Hitler's Nemesis Still Carries a Big Stick

COMMENTARY Europe

Hitler's Nemesis Still Carries a Big Stick

Oct 21, 2010 3 min read
COMMENTARY BY
Ted R. Bromund, Ph.D.

Senior Research Fellow, Margaret Thatcher Center for Freedom

Ted Bromund studies Anglo-American relations, U.S. relations with Europe and the EU, and the U.S.’s leadership role in the world.

Time and again Britain has been badly misjudged. Napoleon derided it as a “nation of shopkeepers.” Adolf Hitler was sure it would knuckle under after Dunkirk. The Argentines were sure it would readily cede the Falkland Islands. And Saddam Hussein never gave it a thought. All of them lost their wars with Britain.

The British defense review, announced this week, has given critics an opportunity to misjudge the U.K. again, and many have made the most of it. But even if the cuts are carried out in full, Britain will still be a major military power. The review isn’t flawless, but it represents continuity, not change.

The U.K.’s oversized place in world history makes it easy to forget how small an island the nation of 61 million actually is. It is home to less than 1 percent of the global population and accounts for barely 3 percent of the world’s output. Yet the review will leave Britain with the world’s fourth-largest military budget, behind only the U.S., China and Russia. That is the definition of a nation punching above its weight.

Britain today faces the same problem it has had for hundreds of years: It has worldwide interests that it can’t defend on its own. Any effort to do so would bankrupt the nation. As always, the country must balance its need to maintain fiscal stability -- the true source of its historic power -- with its need to defend its interests.

Coalition of Willing

The review emphasizes that Britain in the future expects to fight as part of a coalition. That is hardly new. Contrary to popular myth, Britain has rarely stood alone against its enemies. It has normally fought as part of a coalition. The Battle of Britain was a glorious victory, but fighting without allies, as Winston Churchill recognized, was profoundly undesirable. The important question is not whether Britain needs allies. It is whether Britain is preparing in the right way for the right kinds of war.

The defense review is the work of the Conservative-Liberal Democrat coalition, but it was shaped by the grim realities they inherited from 13 years of Labour government. Tony Blair’s foreign policy was muscular; his defense budgets were anything but. After announcing in 1998, in the last defense review, that Britain had taken its post-Cold War “peace dividend,” Labour took another and spent it on social services.

Second Greece

The result was that, by 2010, Britain was close to becoming a second Greece. This failure of fiscal discipline, a common feature of postwar Labour governments, made it essential for the incoming administration to scrutinize public spending. What was true when Churchill was prime minister remains true today: A bankrupt Britain can’t be a major military power.

We have now seen the results of that scrutiny, in the form of Chancellor George Osborne’s cuts. The government’s failure to ring-fence defense was a serious error, and Britain will be lucky to escape its consequences. But given that the cuts had to come, Defense Secretary Liam Fox has done well to protect the forces from the worst of it. Compared with other departments, whose budgets will drop by almost 20 percent, defense’s 8 percent drop is modest.

The critics are focusing their fire on the fate of Britain’s aircraft carriers, which are scheduled for completion in 2014 and 2016, only for one of them to be sold off.
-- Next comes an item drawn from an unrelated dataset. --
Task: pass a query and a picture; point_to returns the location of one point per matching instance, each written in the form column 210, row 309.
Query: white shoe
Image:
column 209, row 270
The other will have no planes until 2020 until it is equipped with the Anglo-American Joint Strike Fighter. Coupled with the scrapping of the Ark Royal, that will leave Britain without a carrier- borne strike force for almost a decade.

Boots on Ground

This decision, too, is unwise. But it points to the broader problems that have bedeviled British defense planning for decades. Procuring military equipment is an expensive and long- run business, and the U.K. has repeatedly locked itself into contracts for weapons that escalated in price and fell behind on delivery dates. The result is that it has increasingly looked to the U.S. to take care of buying the heavy equipment, while Britain focuses on putting boots on the ground. The latest review only continues that trend.

In a world of counter-insurgency wars, combat-ready troops are about the most valuable thing to have. Britain, like the U.S., has had to relearn a lot of painful lessons about how to fight insurgencies, and the learning process isn’t over. But if Britain and the U.S., which is proceeding under the same assumption, are right that Afghanistan is the future of war, the direction Britain has moved makes sense.

The problem is that Britain and the U.S. are probably wrong. Efforts to predict the future of war are necessary, but they are also usually incorrect. The problem with the defense review isn’t, fundamentally, with what it does. It is with what it does not do: make the case for armed forces that can deter enemies more technologically advanced than the Taliban. That would be costly. But both Britain and America need to remember the cheapest war of all is the one you don’t have to fight.

Theodore Bromund is a senior research fellow at the Heritage Foundation’s Margaret Thatcher Center for Freedom.